The premise of the series is that there is a parallel universe in which a second Earth is similar, but not identical, to ours. History there is somewhat different, though fast food tastes exactly the same in both universes, the show's best joke. Each character has a similar, though not identical, doppelganger on the other side. With a season finale airing Friday you'd assume, in cliffhanger fashion, that the shocker will be the death of a beloved character. But on "Fringe" a beloved character could die -- then next season be back, replaced by her mirror image from the other universe.
Here was the nuttiest line from this season's "Fringe," spoken by a Harvard scientist wearing a lab coat: "The human body is held together by magnetism. If a person experienced a strong magnetic charge, that person would become incapable of dying." The statement -- the show oozes pseudo-science, and even has a "science" web page -- is gibberish, or else everyone who's been through an MRI would be immortal. The tiny amounts of electrical current in our brains and nerves produce weak magnetic fields, but these have nothing to do with "holding the body together," which happens via chemical bonds. "Fringe" can assume anything it likes about the "science" of interdimensional teleportation. But references to known science should be accurate.

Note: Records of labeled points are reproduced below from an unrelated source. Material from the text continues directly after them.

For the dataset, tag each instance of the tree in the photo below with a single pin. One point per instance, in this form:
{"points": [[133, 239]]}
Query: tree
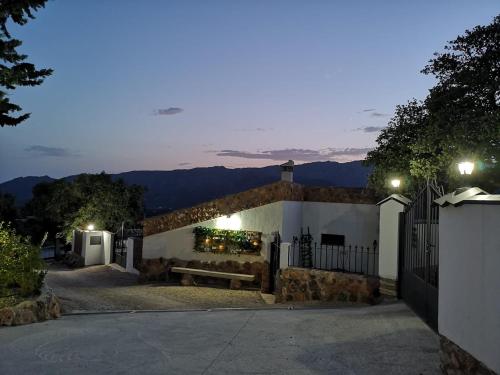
{"points": [[62, 205], [460, 118], [14, 70], [8, 211]]}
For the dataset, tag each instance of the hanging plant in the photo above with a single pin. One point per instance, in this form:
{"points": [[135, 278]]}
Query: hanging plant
{"points": [[222, 241]]}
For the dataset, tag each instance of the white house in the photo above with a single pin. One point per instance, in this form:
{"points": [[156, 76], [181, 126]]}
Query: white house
{"points": [[342, 216]]}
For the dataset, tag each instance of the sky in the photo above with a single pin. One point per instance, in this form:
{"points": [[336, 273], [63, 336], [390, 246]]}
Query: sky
{"points": [[162, 85]]}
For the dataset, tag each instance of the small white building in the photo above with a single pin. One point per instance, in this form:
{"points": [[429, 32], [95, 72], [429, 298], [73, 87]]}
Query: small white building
{"points": [[94, 246]]}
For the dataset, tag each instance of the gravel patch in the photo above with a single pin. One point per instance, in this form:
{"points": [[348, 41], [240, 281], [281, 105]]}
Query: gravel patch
{"points": [[102, 288]]}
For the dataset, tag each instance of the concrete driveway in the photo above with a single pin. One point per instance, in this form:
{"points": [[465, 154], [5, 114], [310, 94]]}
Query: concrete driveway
{"points": [[387, 339]]}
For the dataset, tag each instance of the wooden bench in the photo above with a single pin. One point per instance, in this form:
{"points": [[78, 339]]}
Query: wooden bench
{"points": [[235, 283]]}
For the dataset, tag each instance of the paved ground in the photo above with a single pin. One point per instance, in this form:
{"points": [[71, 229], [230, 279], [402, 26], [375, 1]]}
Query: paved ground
{"points": [[100, 288], [385, 340]]}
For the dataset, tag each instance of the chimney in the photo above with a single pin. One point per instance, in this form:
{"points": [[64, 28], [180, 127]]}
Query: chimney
{"points": [[287, 171]]}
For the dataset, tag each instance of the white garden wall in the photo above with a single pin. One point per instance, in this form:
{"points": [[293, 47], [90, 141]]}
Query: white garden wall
{"points": [[179, 243], [357, 222], [469, 279]]}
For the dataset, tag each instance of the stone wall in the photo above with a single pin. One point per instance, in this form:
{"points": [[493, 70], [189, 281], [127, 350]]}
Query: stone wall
{"points": [[279, 191], [302, 284], [159, 270], [456, 361], [45, 307]]}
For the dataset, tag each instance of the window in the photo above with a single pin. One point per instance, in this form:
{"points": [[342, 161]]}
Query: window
{"points": [[332, 239], [95, 240]]}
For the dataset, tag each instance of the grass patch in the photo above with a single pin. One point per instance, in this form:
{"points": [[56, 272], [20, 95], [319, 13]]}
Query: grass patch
{"points": [[10, 301]]}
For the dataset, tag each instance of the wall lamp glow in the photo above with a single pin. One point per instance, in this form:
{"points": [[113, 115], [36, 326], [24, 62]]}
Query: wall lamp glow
{"points": [[465, 167], [230, 222], [395, 183]]}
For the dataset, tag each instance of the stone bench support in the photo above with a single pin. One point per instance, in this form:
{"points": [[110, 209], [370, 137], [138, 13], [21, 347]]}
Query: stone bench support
{"points": [[188, 273]]}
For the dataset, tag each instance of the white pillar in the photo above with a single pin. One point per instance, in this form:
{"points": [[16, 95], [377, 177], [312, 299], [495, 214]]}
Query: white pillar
{"points": [[130, 256], [284, 250], [389, 235]]}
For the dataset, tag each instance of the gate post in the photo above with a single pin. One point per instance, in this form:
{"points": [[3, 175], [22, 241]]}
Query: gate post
{"points": [[284, 254], [388, 253]]}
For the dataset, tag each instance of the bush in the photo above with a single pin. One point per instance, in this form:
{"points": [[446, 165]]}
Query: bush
{"points": [[21, 268]]}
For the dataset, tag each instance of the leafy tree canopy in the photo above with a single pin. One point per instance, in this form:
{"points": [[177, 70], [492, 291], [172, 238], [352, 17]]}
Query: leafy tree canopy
{"points": [[459, 119], [62, 205], [8, 211], [14, 70]]}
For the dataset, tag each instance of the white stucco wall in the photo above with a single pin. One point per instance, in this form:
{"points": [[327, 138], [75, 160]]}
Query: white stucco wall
{"points": [[179, 243], [107, 247], [130, 256], [93, 254], [292, 220], [469, 279], [388, 238], [357, 222]]}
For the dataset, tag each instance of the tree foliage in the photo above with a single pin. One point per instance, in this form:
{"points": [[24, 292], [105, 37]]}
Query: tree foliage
{"points": [[14, 70], [62, 205], [459, 119], [8, 211], [22, 270]]}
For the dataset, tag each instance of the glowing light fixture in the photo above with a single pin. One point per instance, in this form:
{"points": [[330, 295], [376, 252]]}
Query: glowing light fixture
{"points": [[230, 222], [395, 183], [465, 167]]}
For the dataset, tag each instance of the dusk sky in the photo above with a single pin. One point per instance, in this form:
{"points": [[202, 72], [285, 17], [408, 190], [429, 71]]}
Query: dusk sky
{"points": [[180, 84]]}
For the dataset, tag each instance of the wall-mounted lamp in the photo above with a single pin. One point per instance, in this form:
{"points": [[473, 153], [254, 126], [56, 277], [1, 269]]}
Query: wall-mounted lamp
{"points": [[466, 167], [230, 222]]}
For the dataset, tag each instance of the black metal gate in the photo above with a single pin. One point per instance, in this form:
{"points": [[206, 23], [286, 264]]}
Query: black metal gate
{"points": [[120, 248], [419, 254], [274, 263]]}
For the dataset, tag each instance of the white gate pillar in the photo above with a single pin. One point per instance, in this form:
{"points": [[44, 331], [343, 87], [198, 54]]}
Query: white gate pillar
{"points": [[390, 208], [284, 251]]}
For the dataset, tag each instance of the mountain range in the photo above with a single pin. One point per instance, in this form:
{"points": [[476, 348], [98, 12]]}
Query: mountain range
{"points": [[170, 190]]}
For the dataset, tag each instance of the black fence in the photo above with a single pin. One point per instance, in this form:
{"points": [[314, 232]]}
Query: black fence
{"points": [[352, 259]]}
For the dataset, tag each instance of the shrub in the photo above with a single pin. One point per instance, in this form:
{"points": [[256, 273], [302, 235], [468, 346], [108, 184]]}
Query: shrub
{"points": [[21, 268]]}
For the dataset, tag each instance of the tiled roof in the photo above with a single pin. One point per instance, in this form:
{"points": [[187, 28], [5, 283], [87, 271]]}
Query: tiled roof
{"points": [[276, 192]]}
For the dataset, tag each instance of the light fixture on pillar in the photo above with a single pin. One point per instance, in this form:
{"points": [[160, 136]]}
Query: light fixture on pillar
{"points": [[466, 167], [395, 183]]}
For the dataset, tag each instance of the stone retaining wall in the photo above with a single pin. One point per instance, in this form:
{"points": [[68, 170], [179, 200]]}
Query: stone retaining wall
{"points": [[45, 307], [276, 192], [456, 361], [301, 284], [159, 270]]}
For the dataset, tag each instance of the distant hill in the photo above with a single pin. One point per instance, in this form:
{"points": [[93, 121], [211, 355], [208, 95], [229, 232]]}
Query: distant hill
{"points": [[170, 190]]}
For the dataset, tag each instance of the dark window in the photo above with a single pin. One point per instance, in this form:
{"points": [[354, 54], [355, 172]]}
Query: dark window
{"points": [[332, 239], [95, 240]]}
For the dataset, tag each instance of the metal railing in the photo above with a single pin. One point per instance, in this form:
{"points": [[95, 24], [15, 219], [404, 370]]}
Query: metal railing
{"points": [[350, 258]]}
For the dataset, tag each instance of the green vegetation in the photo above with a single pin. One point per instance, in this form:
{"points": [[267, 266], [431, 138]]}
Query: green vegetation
{"points": [[459, 119], [14, 70], [21, 269], [63, 205], [221, 241]]}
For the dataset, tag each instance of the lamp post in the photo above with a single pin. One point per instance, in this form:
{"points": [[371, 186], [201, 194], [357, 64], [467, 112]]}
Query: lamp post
{"points": [[465, 168], [395, 183]]}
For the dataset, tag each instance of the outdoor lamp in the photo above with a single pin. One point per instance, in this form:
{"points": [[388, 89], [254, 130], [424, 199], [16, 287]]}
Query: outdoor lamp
{"points": [[395, 183], [465, 167]]}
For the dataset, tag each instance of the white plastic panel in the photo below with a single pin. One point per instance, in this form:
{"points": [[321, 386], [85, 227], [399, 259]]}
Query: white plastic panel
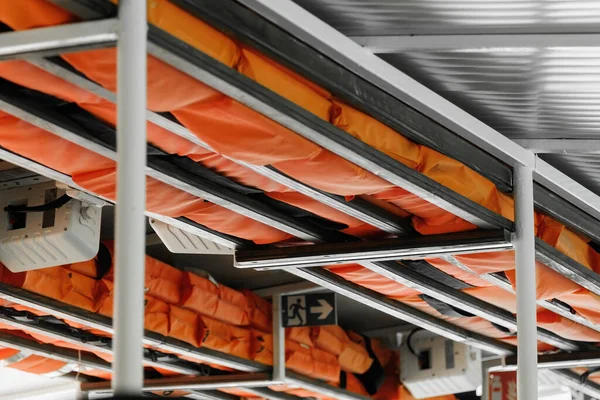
{"points": [[180, 241]]}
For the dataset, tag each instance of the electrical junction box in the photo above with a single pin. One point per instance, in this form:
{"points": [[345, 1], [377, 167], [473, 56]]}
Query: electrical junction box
{"points": [[444, 367], [32, 240], [182, 242]]}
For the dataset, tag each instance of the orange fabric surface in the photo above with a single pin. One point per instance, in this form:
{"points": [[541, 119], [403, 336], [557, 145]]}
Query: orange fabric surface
{"points": [[162, 281], [168, 17], [259, 310], [217, 301], [226, 338], [306, 203], [458, 273], [38, 365], [584, 303], [156, 313], [365, 277], [405, 395], [285, 83], [186, 326], [379, 136], [32, 14], [226, 221], [17, 136], [58, 283]]}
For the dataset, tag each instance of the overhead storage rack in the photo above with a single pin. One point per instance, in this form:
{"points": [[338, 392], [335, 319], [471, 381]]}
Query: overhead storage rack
{"points": [[392, 259]]}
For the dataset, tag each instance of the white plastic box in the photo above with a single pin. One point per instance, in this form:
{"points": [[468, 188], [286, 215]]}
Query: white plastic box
{"points": [[36, 240], [450, 367], [180, 241]]}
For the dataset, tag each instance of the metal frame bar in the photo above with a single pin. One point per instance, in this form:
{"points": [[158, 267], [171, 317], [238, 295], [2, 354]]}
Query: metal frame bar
{"points": [[356, 208], [252, 380], [253, 29], [50, 331], [70, 134], [59, 39], [400, 310], [416, 247], [463, 301], [525, 254], [176, 177], [323, 38], [130, 221], [560, 146], [505, 284], [246, 91], [371, 298], [279, 372], [583, 359], [151, 339], [402, 43]]}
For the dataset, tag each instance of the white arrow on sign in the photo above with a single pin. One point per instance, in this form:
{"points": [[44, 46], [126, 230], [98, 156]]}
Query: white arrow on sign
{"points": [[324, 308]]}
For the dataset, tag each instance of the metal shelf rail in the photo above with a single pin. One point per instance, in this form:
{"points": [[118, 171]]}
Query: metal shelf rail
{"points": [[248, 92], [175, 53], [321, 277], [167, 56]]}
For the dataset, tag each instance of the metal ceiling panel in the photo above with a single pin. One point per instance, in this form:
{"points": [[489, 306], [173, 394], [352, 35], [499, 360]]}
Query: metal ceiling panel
{"points": [[390, 17], [522, 92], [585, 168]]}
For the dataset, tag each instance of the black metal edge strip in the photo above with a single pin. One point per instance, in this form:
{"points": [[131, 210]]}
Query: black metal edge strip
{"points": [[175, 175], [576, 381], [53, 352], [566, 266], [361, 209], [584, 356], [271, 395], [242, 243], [488, 218], [400, 310], [428, 243], [164, 46], [466, 302], [357, 207], [168, 343], [566, 212], [551, 305], [88, 9], [540, 203], [254, 30], [308, 383], [95, 321], [92, 342]]}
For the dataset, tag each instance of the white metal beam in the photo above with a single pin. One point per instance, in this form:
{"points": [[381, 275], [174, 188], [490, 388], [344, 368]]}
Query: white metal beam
{"points": [[524, 241], [130, 221], [58, 39], [475, 42], [561, 146], [310, 29]]}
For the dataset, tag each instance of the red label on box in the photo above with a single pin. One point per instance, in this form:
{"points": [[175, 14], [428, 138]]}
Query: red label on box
{"points": [[503, 385]]}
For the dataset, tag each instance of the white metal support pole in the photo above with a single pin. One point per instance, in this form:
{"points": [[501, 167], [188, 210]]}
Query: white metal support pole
{"points": [[278, 341], [130, 221], [526, 286]]}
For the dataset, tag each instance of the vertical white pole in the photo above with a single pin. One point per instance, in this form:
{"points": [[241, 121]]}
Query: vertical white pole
{"points": [[526, 286], [278, 341], [131, 198]]}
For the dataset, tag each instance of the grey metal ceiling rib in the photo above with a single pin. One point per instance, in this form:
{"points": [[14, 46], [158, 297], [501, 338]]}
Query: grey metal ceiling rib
{"points": [[393, 17]]}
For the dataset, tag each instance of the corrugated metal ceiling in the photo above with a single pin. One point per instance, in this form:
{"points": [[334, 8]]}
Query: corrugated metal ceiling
{"points": [[522, 92]]}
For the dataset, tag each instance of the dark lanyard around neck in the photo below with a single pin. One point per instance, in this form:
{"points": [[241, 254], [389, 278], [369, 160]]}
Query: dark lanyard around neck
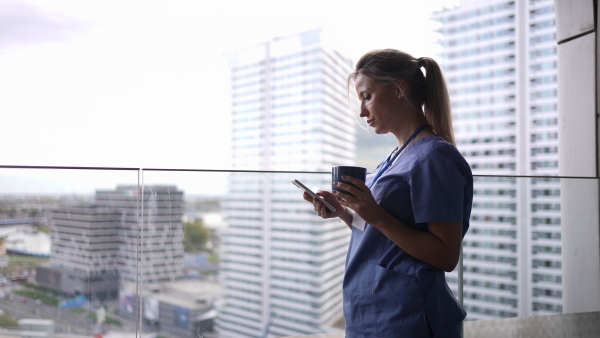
{"points": [[393, 157]]}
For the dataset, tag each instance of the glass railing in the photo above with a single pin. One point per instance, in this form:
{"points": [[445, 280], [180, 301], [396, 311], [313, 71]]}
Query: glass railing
{"points": [[188, 253]]}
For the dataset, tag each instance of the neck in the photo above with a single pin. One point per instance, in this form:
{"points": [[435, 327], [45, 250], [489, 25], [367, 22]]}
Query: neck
{"points": [[407, 131]]}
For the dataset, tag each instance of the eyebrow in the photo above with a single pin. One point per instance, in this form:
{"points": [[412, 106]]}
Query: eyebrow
{"points": [[362, 91]]}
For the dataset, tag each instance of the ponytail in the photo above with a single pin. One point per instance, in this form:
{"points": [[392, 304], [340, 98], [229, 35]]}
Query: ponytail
{"points": [[390, 66], [437, 101]]}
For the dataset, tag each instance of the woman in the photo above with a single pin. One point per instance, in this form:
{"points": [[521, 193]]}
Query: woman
{"points": [[409, 218]]}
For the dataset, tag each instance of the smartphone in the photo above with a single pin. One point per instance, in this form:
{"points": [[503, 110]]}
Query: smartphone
{"points": [[313, 195]]}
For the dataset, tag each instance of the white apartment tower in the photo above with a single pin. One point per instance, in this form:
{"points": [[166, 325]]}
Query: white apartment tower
{"points": [[150, 226], [96, 248], [283, 266], [500, 61]]}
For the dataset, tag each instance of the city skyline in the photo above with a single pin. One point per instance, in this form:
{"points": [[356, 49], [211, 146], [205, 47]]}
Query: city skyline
{"points": [[103, 68]]}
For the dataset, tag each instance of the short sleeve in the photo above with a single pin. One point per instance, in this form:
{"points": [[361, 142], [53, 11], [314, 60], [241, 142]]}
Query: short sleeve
{"points": [[438, 183]]}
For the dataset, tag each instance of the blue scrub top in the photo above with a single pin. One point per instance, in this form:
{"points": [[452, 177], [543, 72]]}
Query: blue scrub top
{"points": [[387, 292]]}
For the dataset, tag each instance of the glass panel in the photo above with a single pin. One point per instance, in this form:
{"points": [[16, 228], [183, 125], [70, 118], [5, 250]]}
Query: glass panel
{"points": [[240, 253], [67, 242], [512, 251], [256, 260]]}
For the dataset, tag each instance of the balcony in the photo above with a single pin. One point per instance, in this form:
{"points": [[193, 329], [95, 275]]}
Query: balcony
{"points": [[260, 263]]}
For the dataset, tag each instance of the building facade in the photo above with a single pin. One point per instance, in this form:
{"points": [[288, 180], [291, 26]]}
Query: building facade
{"points": [[95, 248], [283, 266], [500, 61]]}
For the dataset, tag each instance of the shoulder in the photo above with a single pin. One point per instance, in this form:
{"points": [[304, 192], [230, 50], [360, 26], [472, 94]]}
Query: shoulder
{"points": [[435, 152]]}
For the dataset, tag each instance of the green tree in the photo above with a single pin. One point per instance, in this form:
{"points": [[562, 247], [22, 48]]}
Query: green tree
{"points": [[195, 236]]}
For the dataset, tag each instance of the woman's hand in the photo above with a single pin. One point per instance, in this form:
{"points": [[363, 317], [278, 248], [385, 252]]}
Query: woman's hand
{"points": [[361, 200], [320, 208]]}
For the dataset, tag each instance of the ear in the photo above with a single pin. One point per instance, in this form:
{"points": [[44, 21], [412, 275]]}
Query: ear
{"points": [[401, 89]]}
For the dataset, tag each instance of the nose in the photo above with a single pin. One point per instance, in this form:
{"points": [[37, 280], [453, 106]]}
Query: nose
{"points": [[363, 110]]}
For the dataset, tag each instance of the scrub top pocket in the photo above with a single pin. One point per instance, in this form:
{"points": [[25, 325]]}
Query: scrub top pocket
{"points": [[392, 308]]}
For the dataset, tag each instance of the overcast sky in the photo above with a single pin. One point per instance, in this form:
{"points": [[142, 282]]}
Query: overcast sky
{"points": [[143, 83]]}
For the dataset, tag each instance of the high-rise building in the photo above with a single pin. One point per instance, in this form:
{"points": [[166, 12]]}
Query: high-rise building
{"points": [[500, 61], [95, 247], [150, 226], [283, 266]]}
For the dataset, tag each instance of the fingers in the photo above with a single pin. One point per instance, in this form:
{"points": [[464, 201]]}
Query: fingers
{"points": [[320, 209]]}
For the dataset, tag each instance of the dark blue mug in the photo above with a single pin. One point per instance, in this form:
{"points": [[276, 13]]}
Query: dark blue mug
{"points": [[339, 171]]}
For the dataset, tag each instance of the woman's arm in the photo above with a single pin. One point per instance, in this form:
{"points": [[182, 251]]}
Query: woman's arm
{"points": [[440, 246]]}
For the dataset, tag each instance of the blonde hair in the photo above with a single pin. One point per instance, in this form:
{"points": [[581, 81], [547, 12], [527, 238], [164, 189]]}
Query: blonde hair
{"points": [[390, 67]]}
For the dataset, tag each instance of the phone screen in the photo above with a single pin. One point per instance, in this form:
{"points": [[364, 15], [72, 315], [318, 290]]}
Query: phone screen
{"points": [[313, 195]]}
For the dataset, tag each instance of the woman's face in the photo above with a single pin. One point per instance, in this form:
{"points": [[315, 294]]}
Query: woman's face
{"points": [[380, 105]]}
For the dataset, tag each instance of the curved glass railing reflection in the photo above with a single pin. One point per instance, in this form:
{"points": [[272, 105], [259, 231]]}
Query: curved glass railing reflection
{"points": [[182, 253]]}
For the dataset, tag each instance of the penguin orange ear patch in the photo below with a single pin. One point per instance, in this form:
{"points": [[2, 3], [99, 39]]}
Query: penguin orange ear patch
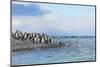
{"points": [[52, 33]]}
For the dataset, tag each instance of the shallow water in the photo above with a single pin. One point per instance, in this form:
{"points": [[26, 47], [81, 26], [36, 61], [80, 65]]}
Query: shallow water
{"points": [[82, 49]]}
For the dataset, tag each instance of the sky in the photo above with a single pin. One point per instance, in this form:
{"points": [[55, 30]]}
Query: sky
{"points": [[53, 19]]}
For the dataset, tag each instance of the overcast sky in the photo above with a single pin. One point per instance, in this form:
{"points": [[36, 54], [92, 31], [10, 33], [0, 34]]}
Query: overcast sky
{"points": [[53, 19]]}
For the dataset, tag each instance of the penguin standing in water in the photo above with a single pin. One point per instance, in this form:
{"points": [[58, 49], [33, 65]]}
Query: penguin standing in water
{"points": [[52, 40]]}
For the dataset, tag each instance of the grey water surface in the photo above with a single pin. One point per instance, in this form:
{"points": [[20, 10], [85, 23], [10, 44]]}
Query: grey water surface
{"points": [[81, 49]]}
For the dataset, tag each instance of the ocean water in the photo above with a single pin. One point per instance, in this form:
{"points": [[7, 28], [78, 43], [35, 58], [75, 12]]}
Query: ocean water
{"points": [[81, 49]]}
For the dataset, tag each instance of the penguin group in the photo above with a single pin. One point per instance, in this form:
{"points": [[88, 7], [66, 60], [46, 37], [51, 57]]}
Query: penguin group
{"points": [[34, 37]]}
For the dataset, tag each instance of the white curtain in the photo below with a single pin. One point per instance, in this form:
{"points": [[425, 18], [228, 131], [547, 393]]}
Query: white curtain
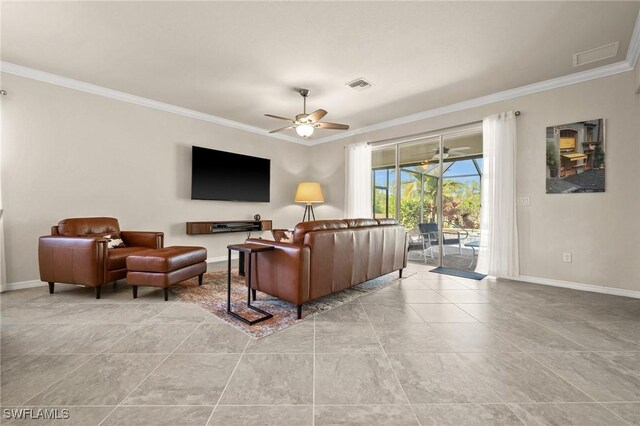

Here was the nuttiest subplot: A scientist played as an occasional character by Leonard Nimoy (the original Mr. Spock) discovers a way to come back from the dead. He does elaborate research and builds the necessary equipment, which must be activated by a living person. A year after the Nimoy character's death, the good guys discover and activate the resurrection system, which they find only by chance. Why? Facing death in the presence of his best friend in the finale of Season 2, the Nimoy character forgot to mention there was a device that would bring him back from the dead. And he left no notes or instructions.
Obviously, the scriptwriters cooked up this subplot as a way to get Nimoy back into the show. This kind of "I suddenly remembered that ..." filler is the reason I wish "Fringe" would just wrap it up and end.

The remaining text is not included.